Homebrew 4.6.0 — 5 August 2025
Homebrew 4.6.0 delivered features that gently paved the way toward the 5.x milestone:
- Opt-in download concurrency, giving users a performance boost before it became the default.
- Built-in brew mcp-server, a new service component included in Homebrew itself.
- Preliminary support for macOS 26 (Tahoe) ahead of Apple’s release.
- Important updates for repositories, tapping, environment variables, and tighter URL handling.
Homebrew 4.5.0 — 29 April 2025
Homebrew 4.5.0 focused on tooling and ecosystem growth:
- Major improvements to brew bundle and brew services, including enhanced documentation and new DSL for Brewfiles.
- Linux support for casks (preliminary), expanding what Homebrew can manage on non-macOS systems.
- Official Support Tiers and expanded Linux ARM64 support.
- Ruby 3.4 upgrade and several planned deprecations.
🔐 Infrastructure & Security Improvements
Homebrew's New Governance Structure - 1 December 2025
Homebrew adopted an updated governance model that replaces the legacy PLC and TSC with a simpler, contribution-driven structure.
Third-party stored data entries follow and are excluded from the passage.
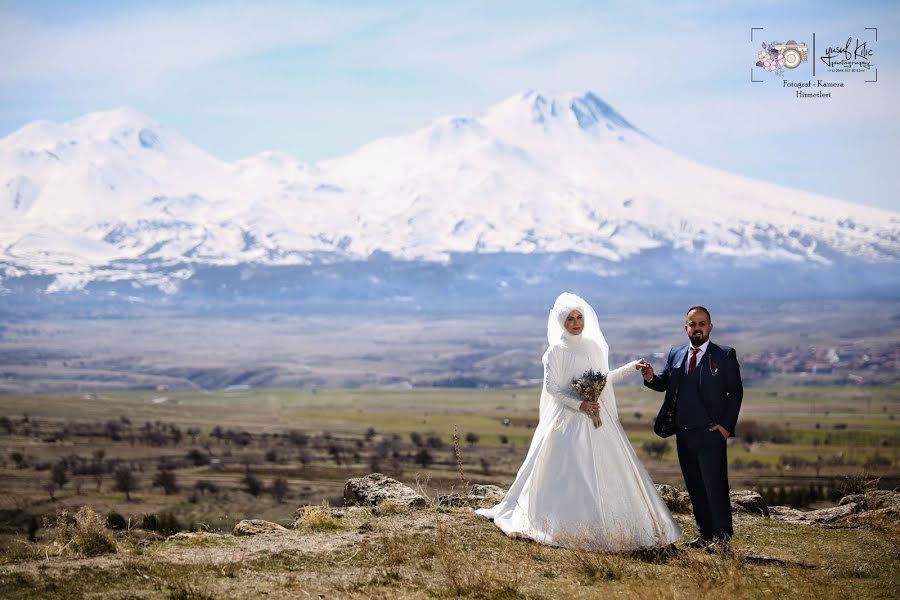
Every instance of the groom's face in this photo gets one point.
(698, 327)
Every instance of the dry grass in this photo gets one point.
(429, 554)
(318, 518)
(389, 507)
(498, 578)
(83, 535)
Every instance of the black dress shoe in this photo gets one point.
(698, 542)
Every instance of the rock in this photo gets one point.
(480, 496)
(196, 535)
(851, 511)
(675, 499)
(256, 527)
(824, 517)
(748, 501)
(376, 488)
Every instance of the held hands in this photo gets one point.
(645, 368)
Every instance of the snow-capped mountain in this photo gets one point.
(116, 197)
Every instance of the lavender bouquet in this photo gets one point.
(588, 387)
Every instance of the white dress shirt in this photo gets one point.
(687, 359)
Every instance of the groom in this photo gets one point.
(702, 382)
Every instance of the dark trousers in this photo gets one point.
(704, 465)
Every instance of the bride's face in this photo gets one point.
(575, 322)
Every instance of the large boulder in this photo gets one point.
(884, 500)
(851, 511)
(376, 488)
(256, 527)
(480, 496)
(823, 517)
(748, 501)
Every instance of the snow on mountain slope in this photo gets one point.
(534, 173)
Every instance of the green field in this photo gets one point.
(798, 436)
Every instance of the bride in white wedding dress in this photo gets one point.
(582, 486)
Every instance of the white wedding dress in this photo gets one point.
(580, 486)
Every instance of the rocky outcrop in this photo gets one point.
(256, 527)
(376, 488)
(848, 513)
(480, 496)
(748, 501)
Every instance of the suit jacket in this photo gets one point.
(721, 390)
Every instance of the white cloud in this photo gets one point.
(148, 45)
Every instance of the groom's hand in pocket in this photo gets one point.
(720, 429)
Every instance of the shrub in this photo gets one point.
(197, 457)
(115, 520)
(424, 458)
(279, 489)
(317, 518)
(85, 535)
(252, 485)
(125, 481)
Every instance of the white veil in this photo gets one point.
(590, 341)
(556, 331)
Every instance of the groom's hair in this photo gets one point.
(703, 308)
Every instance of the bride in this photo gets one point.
(582, 486)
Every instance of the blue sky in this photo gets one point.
(319, 79)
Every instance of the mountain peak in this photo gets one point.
(586, 111)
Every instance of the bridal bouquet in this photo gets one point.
(588, 388)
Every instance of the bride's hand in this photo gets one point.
(589, 407)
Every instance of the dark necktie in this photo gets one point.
(693, 364)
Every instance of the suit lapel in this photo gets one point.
(679, 360)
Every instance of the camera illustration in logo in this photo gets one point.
(775, 56)
(794, 53)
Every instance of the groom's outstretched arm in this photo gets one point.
(658, 382)
(734, 390)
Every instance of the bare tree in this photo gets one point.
(279, 489)
(126, 482)
(59, 474)
(166, 480)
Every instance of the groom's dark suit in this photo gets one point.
(694, 402)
The previous model had unclear responsibilities in practice and placed most governance work on a small number of active contributors regardless of formal roles. The new model aligns decision-making and elevated access with ongoing contribution, strengthens Homebrew’s security posture, and provides clearer expectations for all maintainers. It follows the long-standing open-source principle of “they who do the work, decide.”
Homebrew’s New Git Signing Key — 3 February 2025
Early in the year, Homebrew announced a shift in its repository signing infrastructure: transitioning from PGP-based signing to SSH-based signing for automated commits (e.g. by BrewTestBot). This helps modernise how Homebrew’s source history is authenticated and verified during contribution flows.
🛠️ Ecosystem and Community Trends
While not a part of the releases we announced in blog posts, 2025 also saw continued community growth and contributions to the Homebrew commandline and formulae, and casks (visible in GitHub releases and contributor lists).
Homebrew had a strong team representing us at both GitHub Universe and FOSDEM this year, and we're looking forward to meeting our users again at next year's conferences. We will once again have a stand at FOSDEM and hold our AGM in Brussels afterwards.
📈 Looking Ahead
2025 was all about performance, broadening platform coverage, and preparing Homebrew for the future of macOS and Linux software management. With major releases and architectural shifts, the project is well-positioned to continue serving developers in 2026 and beyond.